Usage: We use a sample from the bivariate chi-bar-squared distribution of a product of circular cones, for which we have exact formulas for its intrinsic volumes:

v_true <- circ_ivols( c(5,8), c(0.7*pi/2, 0.8*pi/2), product=TRUE)
m_samp <- rbichibarsq(1e5, v_true)
d <- 13
# scatter plot of the sample
ggplot(as_tibble(m_samp), aes(V1,V2)) + geom_point(alpha=.02) +
    theme_bw() +
    theme(axis.title.x=element_blank(),axis.title.y=element_blank())

# estimate the moments of the intrinsic volumes, compare with true values
est <- estim_statdim_var(d, m_samp); est
#> $delta
#> [1] 10.01082
#> 
#> $var
#> [1] 2.904957
list( statdim_true=sum((0:d)*v_true),
      var_true=sum((0:d)^2*v_true)-sum((0:d)*v_true)^2 )
#> $statdim_true
#> [1] 9.997038
#> 
#> $var_true
#> [1] 2.651605

# prepare data for computing log-likelihoods and for EM estimate
data <- prepare_em(d, m_samp)

# find initial estimates of intrinsic volumes based on moments
v_init <- tibble( v_est_0 = init_ivols(13,0),
                  v_est_1 = init_ivols(13,1,est$delta,est$var),
                  v_est_4 = init_ivols(13,4,est$delta,est$var) )
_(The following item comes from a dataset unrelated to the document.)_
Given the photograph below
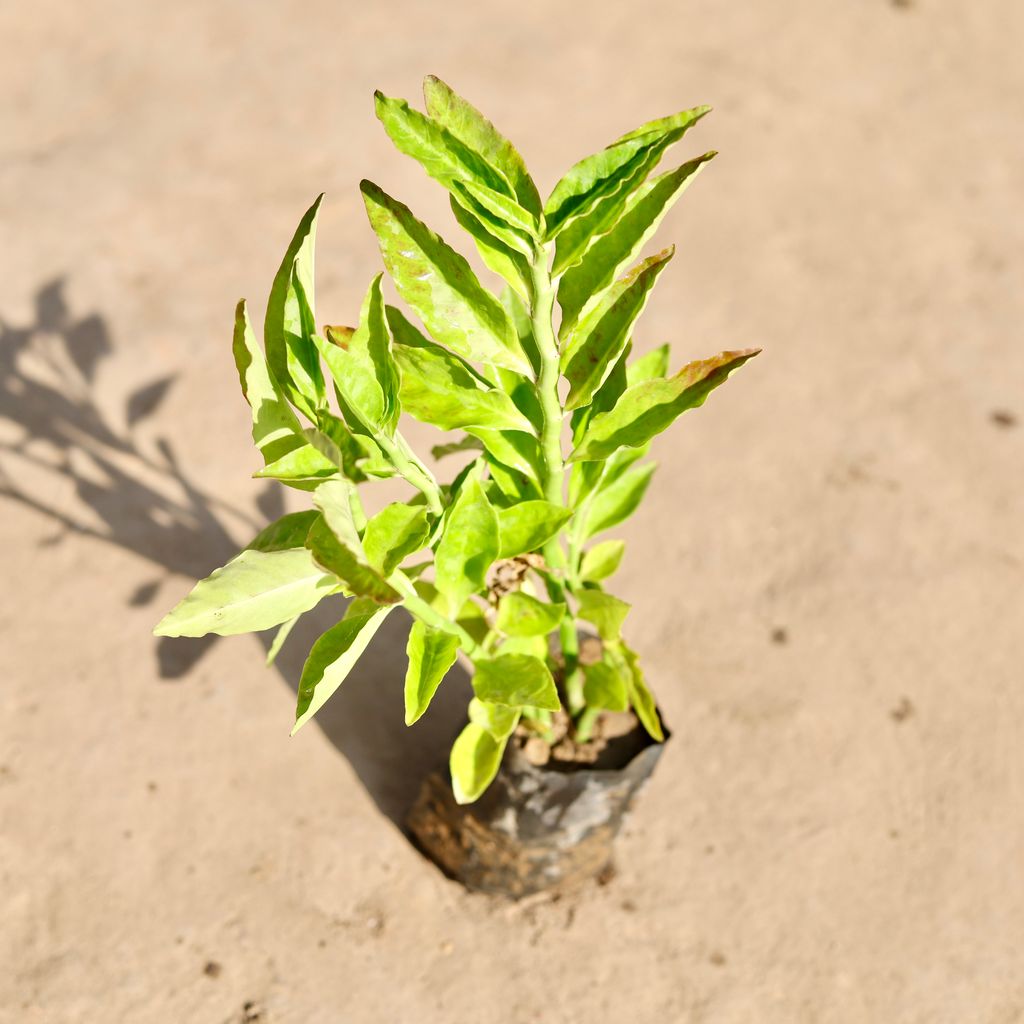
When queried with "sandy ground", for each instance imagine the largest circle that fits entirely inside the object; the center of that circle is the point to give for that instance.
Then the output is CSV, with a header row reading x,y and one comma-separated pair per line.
x,y
826,580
# compute log-likelihoods of initial estimates
lapply( v_init, loglike_ivols, data, 0)
#> $v_est_0
#> [1] -5.47858
#> 
#> $v_est_1
#> [1] -4.973619
#> 
#> $v_est_4
#> [1] -4.976519
# plot the different estimates and their logarithms
tib_plot <- v_init %>% add_column(v_true=v_true,.before=1) %>%
    add_column(k=0:d,.before=1) %>% gather(mode,value,2:5)
ggplot(tib_plot, aes(x=k, y=value, color=mode)) +
    geom_line() + theme_bw()

ggplot(tib_plot, aes(x=k, y=log(value), color=mode)) +
    geom_line() + theme_bw()

We compute some iterates of the EM algorithm for different initial estimates:

em0 <- estim_em( d, m_samp, N=200, init_mode=0, data=data)
em1 <- estim_em( d, m_samp, N=200, init_mode=1, data=data)
em4 <- estim_em( d, m_samp, N=200, init_mode=4, data=data)

# plotting some iterates of initial mode == 0, 1, 4
tib_true <- tibble( k=0:d, v_true=v_true )
tib_plot0 <- as_tibble( t(em0$iterates[1+20*(0:10), ]) ) %>%
    add_column(k=0:d,.before=1) %>% gather(step,value,2:12)
ggplot(tib_plot0,aes(x=k,y=value,color=step)) +
    geom_line() + theme_bw() +
    geom_line(data=tib_true,aes(x=k,y=v_true),colour="black",linetype="dashed") +
    theme(legend.position="none", axis.title.x=element_blank(), axis.title.y=element_blank())
# [...]

We can see that the estimate after 200 iterations is quite accurate for the larger values, but still comparably poor for the smaller values. If we increase the sample size to 10^6, we can see that the algorithm converges well.